My first attempt appears to be successful. About 5 weeks ago as I started re-landscaping my yard I cut back two old table grape vines and grafted Syrah to one and Cabernet to the other. Each old vine was approximately 15 years old, 4 to 5” dia. at their base and both “Y’d” off about 12” off the ground with two 1-1/2” trunks. Each end of the “Y” got one grafted piece. I’ve been wishfully thinking/hoping all four have actually been slowly growing but this weekend I got a leaf on one and the others look like they’re about to popcorn out.

I really did this just to see if it would work and was going to replace the two old vines if it didn’t. Now I’m pretty excited because it’s my understanding that new grafts on established root stock can begin to fruit in 1-1/2 years verses 3-5 years.

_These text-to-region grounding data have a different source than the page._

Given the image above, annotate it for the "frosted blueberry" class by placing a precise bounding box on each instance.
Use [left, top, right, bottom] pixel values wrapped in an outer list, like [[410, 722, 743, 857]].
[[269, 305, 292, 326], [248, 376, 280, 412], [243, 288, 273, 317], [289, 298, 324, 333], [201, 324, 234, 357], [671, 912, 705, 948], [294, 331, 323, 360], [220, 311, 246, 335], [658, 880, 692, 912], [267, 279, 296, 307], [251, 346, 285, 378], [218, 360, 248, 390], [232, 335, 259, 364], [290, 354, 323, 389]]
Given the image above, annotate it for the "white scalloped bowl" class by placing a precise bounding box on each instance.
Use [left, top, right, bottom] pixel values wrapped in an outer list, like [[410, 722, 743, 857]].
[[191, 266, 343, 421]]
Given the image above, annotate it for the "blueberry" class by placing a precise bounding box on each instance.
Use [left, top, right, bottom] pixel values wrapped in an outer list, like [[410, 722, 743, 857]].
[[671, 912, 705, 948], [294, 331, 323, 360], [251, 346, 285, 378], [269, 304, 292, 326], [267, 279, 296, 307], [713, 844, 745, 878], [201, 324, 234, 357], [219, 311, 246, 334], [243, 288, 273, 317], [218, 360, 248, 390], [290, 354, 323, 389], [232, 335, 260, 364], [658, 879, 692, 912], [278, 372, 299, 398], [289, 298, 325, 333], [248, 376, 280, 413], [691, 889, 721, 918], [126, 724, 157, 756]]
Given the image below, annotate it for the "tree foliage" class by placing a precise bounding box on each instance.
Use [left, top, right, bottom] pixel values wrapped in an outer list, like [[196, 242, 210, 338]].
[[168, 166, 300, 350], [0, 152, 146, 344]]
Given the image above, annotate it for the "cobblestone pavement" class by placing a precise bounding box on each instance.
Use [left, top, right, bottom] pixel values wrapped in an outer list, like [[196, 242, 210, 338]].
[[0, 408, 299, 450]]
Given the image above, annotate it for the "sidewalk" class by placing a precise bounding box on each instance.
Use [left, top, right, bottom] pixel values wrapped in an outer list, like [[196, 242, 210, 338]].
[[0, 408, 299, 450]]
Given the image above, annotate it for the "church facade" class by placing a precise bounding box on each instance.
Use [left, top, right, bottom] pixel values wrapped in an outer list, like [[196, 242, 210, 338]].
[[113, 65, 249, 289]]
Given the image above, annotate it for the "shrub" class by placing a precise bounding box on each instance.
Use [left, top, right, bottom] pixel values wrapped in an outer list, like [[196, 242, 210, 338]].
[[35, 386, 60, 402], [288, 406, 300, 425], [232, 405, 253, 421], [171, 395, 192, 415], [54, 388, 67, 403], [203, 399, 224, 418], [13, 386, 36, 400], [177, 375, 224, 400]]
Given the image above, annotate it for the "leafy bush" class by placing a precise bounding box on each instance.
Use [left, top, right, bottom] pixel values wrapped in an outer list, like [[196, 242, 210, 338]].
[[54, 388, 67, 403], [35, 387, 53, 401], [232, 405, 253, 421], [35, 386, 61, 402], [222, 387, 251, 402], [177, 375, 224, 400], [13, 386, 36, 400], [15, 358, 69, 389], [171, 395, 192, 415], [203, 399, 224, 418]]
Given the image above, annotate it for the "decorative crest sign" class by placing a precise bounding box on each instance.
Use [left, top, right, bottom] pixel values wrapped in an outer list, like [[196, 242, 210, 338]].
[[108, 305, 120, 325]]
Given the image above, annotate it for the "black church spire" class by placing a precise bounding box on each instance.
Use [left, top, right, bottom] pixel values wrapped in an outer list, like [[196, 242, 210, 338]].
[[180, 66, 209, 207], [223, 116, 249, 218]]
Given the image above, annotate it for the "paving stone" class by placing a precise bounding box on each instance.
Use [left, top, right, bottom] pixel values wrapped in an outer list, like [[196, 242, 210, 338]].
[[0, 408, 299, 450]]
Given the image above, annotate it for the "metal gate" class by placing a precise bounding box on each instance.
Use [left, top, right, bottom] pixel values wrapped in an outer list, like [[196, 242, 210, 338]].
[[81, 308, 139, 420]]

Anyway, just thought wanted to share that it really works just like the internet says.

Mike


----------



## mgmarty (Apr 15, 2015)

I am impressed! I don't know if I would even try. Nicely done.


----------



## Kraffty (Jun 13, 2016)

I took some pictures this weekend and then looked this post up to remind myself how long ago I did this, it's really hard to believe this is only about 15 months old.
Mike


----------



## ibglowin (Jun 13, 2016)

Quite impressive to say the least!


----------



## mgmarty (Jun 13, 2016)

Yes, very impressive!


----------



## grapeman (Jun 14, 2016)

That is moving right along there. Did they all take in the end?


----------



## ceeaton (Jun 14, 2016)

Kraffty said:


> I took some pictures this weekend and then looked this post up to remind myself how long ago I did this, it's really hard to believe this is only about 15 months old.
> Mike



I hate to ask, but is that an orange tree in the background? Kids are looking over my shoulder and think I should try growing one in Zone 6B, yea, right.


----------



## ibglowin (Jun 15, 2016)

LOL Yea sure looks like it, Our oldest daughter and husband live in Burbank and they bought a nice place with established fruit trees in the back yard. They have oranges, lemons, tangerines, limes and they just planted an avocado tree last year. Going for a walk around the neighborhood is so cool as every house has endless amounts of citrus fruits hanging. Here is a perfect example.




ceeaton said:


> I hate to ask, but is that an orange tree in the background? Kids are looking over my shoulder and think I should try growing one in Zone 6B, yea, right.


----------



## Kraffty (Jun 15, 2016)

We're pretty fortunate here, we have orange, myer lemon and avocado trees and really do enjoy their produce. This whole valley was a major citrus producer but almost all of the groves have been gone for 40 or 50 years. We're 20 miles east of burbank and enjoy the same awesome (majority of the time) climate as them as well as the beautiful view of the San Gabriel Mountains.
Mike


----------



## ibglowin (Jun 15, 2016)

Mike,

Have you been to the wineries North of LA? If so what did you think?



Kraffty said:


> We're 20 miles east of burbank and enjoy the same awesome (majority of the time) climate as them as well as the beautiful view of the San Gabriel Mountains.
> Mike


----------